Jornalista, trabalhou na Folha de 1997 a 2017 e na revista piauí de 2017 a 2020, hoje dedica-se a projetos autorais

[RESUMO] Livro sobre atuação política das Forças Armadas após a ditadura revela que Bolsonaro convidou inúmeras vezes a viúva do coronel Ustra, reconhecido pela Justiça como torturador e ídolo do presidente, para integrar seu governo, exemplo simbólico da escalada de militarização do Planalto. O texto abaixo é uma adaptação de capítulo da obra ‘Poder Camuflado’, a ser lançada em novembro pela Companhia das Letras.
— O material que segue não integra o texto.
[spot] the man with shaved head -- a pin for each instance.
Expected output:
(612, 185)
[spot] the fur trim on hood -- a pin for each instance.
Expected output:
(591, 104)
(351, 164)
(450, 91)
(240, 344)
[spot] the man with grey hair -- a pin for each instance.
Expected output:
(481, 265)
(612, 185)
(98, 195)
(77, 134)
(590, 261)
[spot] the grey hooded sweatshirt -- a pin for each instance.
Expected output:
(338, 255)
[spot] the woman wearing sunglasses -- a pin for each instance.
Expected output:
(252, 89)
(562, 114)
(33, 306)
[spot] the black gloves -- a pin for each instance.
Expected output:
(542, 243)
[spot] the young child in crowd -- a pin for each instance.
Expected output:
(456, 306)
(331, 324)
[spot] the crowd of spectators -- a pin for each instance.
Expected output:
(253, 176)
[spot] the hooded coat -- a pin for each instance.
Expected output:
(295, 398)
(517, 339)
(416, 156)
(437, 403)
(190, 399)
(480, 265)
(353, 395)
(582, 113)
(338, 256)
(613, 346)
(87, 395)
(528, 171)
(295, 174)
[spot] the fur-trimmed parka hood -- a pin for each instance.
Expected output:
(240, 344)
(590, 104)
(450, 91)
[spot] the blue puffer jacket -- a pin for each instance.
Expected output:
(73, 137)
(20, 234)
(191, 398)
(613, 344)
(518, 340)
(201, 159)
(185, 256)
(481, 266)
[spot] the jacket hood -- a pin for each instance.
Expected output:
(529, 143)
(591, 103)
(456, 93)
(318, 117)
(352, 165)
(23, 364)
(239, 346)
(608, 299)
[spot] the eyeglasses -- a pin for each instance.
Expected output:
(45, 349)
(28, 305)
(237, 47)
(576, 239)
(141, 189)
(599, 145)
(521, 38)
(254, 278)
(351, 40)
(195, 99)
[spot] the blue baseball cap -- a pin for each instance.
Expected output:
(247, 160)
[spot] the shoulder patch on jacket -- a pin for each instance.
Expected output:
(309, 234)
Joseíta Brilhante Ustra estava em casa papeando com amigas quando toca seu telefone. Do outro lado da linha, o major Mauro Cesar Barbosa Cid, chefe dos ajudantes de ordens da Presidência da República, é o portador de uma consulta e um convite. "Estou ligando porque o presidente Bolsonaro quer saber se a senhora é aposentada", inicia o militar.
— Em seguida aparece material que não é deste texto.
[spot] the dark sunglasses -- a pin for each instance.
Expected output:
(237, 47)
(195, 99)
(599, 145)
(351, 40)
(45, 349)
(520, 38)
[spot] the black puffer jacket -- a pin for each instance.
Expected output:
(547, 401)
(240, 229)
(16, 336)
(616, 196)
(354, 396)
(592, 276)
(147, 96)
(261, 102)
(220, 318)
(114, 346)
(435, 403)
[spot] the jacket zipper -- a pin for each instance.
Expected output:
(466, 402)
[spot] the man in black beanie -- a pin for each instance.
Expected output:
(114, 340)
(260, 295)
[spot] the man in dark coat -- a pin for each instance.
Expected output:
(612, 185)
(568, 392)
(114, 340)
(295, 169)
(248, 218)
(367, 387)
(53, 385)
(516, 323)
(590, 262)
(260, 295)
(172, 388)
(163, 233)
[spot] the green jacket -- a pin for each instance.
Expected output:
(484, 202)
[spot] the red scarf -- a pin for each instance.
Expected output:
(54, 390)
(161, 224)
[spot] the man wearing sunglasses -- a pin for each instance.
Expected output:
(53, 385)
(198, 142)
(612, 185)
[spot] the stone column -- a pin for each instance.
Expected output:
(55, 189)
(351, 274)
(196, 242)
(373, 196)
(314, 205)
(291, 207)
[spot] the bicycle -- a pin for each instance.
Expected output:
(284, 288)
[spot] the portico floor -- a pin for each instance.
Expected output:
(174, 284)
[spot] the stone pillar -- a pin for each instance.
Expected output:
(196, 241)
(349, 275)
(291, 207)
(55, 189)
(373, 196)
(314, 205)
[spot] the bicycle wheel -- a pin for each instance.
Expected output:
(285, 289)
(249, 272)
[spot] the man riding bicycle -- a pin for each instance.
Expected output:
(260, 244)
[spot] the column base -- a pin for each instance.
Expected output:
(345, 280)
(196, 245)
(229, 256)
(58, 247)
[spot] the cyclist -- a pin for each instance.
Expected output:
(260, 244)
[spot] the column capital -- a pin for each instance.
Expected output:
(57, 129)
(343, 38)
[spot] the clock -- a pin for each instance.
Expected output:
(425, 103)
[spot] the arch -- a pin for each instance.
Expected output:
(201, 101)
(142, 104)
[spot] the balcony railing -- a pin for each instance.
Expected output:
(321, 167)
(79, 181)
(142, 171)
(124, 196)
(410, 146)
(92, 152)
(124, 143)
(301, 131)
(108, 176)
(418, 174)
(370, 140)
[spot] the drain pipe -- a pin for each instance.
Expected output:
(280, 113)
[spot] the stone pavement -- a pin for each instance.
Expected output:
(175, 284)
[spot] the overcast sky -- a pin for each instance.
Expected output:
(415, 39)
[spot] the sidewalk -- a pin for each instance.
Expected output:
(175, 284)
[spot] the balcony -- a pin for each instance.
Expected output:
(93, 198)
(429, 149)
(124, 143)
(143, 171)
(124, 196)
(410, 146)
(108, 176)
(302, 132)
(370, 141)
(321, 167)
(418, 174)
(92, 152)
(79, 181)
"Claro que sou", responde Joseíta. "Pois o presidente quer saber se a senhora não gostaria de trabalhar com ele." Ela dá uma gargalhada antes de retrucar. "Pelo amor de Deus, eu tenho 82 anos, não tenho mais pernas para isso." Despedem-se.
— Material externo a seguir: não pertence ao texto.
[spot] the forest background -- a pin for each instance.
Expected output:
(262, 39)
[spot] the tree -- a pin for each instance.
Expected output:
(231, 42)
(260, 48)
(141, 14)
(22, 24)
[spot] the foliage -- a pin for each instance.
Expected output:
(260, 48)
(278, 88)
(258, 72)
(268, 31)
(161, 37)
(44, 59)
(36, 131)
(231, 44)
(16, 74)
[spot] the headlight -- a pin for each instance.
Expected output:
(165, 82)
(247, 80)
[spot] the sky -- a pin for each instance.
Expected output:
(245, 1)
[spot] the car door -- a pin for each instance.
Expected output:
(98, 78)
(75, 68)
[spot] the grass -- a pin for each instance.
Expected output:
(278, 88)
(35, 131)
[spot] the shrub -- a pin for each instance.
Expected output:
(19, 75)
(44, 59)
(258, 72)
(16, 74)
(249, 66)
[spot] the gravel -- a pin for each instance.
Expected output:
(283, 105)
O restante daquela tarde em meados de 2019 seria de agonia para Joseíta. "Meu Deus do céu, acho que fui indelicada em dizer não daquele jeito", pensou. Atormentada de culpa, ela ligou no dia seguinte para o auxiliar do presidente e disse que queria conversar.

Integrantes do Movimento dos Pequenos Agricultores pintam de vermelho as mãos de um boneco simbolizando o ex-chefe do DOI-Codi coronel Brilhante Ustra durante protesto contra a ditadura em frente ao Congresso Nacional, em 2014 - Pedro Ladeira/Folhapress

Marcaram então um almoço no Palácio do Planalto. Joseíta não foi lá para voltar atrás e aceitar o convite, mas para pedir desculpas pessoalmente a Bolsonaro pela desfeita. Era recebida pela segunda vez na principal sede do Executivo federal —a primeira foi no aniversário dela, em 21 de abril de 2019, um mimo do presidente.

No novo encontro, sua principal preocupação foi convencer Bolsonaro de que a recusa se devia a questões pessoais —basicamente, sentia-se cansada para qualquer desafio profissional àquela altura da vida. "Ele insistiu, insistiu. Eu disse que era só isso mesmo, que não tinha nada a ver com política."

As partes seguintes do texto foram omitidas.